In the banking world, it’s practically a given that while regulators will say they’re tempering their expectations of smaller community banks with simpler business models, the reality demonstrates that best practices at the very largest financial institutions do eventually trickle down to smaller banks in the form of regulatory expectations.
Julie Conroy, research director for Aite Group’s retail banking practice, specializes in anti-money laundering, among other subjects, and said she studied the problem of AML at smaller financial institutions because she felt she wanted to broaden her coverage of AML beyond the very largest banks.
“I was expecting to hear some points of divergence between big financial institutions and small financial institutions, but I think the extent of that divergence surprised me,” Conroy said. “Some of the things I hear from big financial institutions, for instance the documentation that regulators are asking them to do or the challenges associated with beneficial ownership, none of those really even registered with the smaller guys.”
“I think right now, it really is a tale of two markets. That said, we do typically see that the pain of the big guys does eventually become the pain of the small guys,” she said.
One particular pain point that emerged in Conroy’s report was that of false positives, with a majority of the executives surveyed responding that false positives from either transaction monitoring or watch-list filtering was either a moderate or significant issue.
But Conroy says false positives are a rather universal pain point in anti-money laundering compliance. Executives surveyed in the Aite study also said they would like to see enhancements to currency transaction report (CTR) automation in order to help weed out false positives, and some voiced frustration at the current CTR limit of $10,000 and suggested it should be changed to reflect the present-day value of the dollar.
Smaller institutions also rely more heavily on their core providers, which can make technological choices a bit more challenging, and Conroy said she was also surprised at the number of smaller financial institutions looking to change vendors, with one-third of her respondents saying they were “very likely” or “somewhat likely” to change at least one AML provider within the next few years.
Seeking Solutions
In her report for Aite, Conroy encourages smaller financial institutions to shop around for AML solutions.
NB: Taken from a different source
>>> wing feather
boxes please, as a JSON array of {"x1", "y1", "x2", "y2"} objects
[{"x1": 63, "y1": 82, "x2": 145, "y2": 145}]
She also encouraged collaboration and communication between peers and advises smaller banks and credit unions to watch what happens at larger financial institutions for clues as to regulators’ next points of emphasis.
One trend to keep an eye on, for instance, is predictive or behavioral analytics, which will likely emerge as a standard in anti-money laundering compliance in the next few years, Conroy said.
The challenge, especially for smaller financial institutions, is that BSA and AML compliance touch nearly every aspect of banking right on down to the teller line, Skarin said.
And while regulators may step up consent orders and fines for AML violations, Conroy said that unless there’s been willful negligence at play, bankers who’ve been playing by the rules all along ought to be fine.
“As long as they deal with it, they’re not going to get these death penalty types of fines, but if it’s disclosed that there are folks complicit in closing their eyes, then you will see some very significant actions taken,” she said.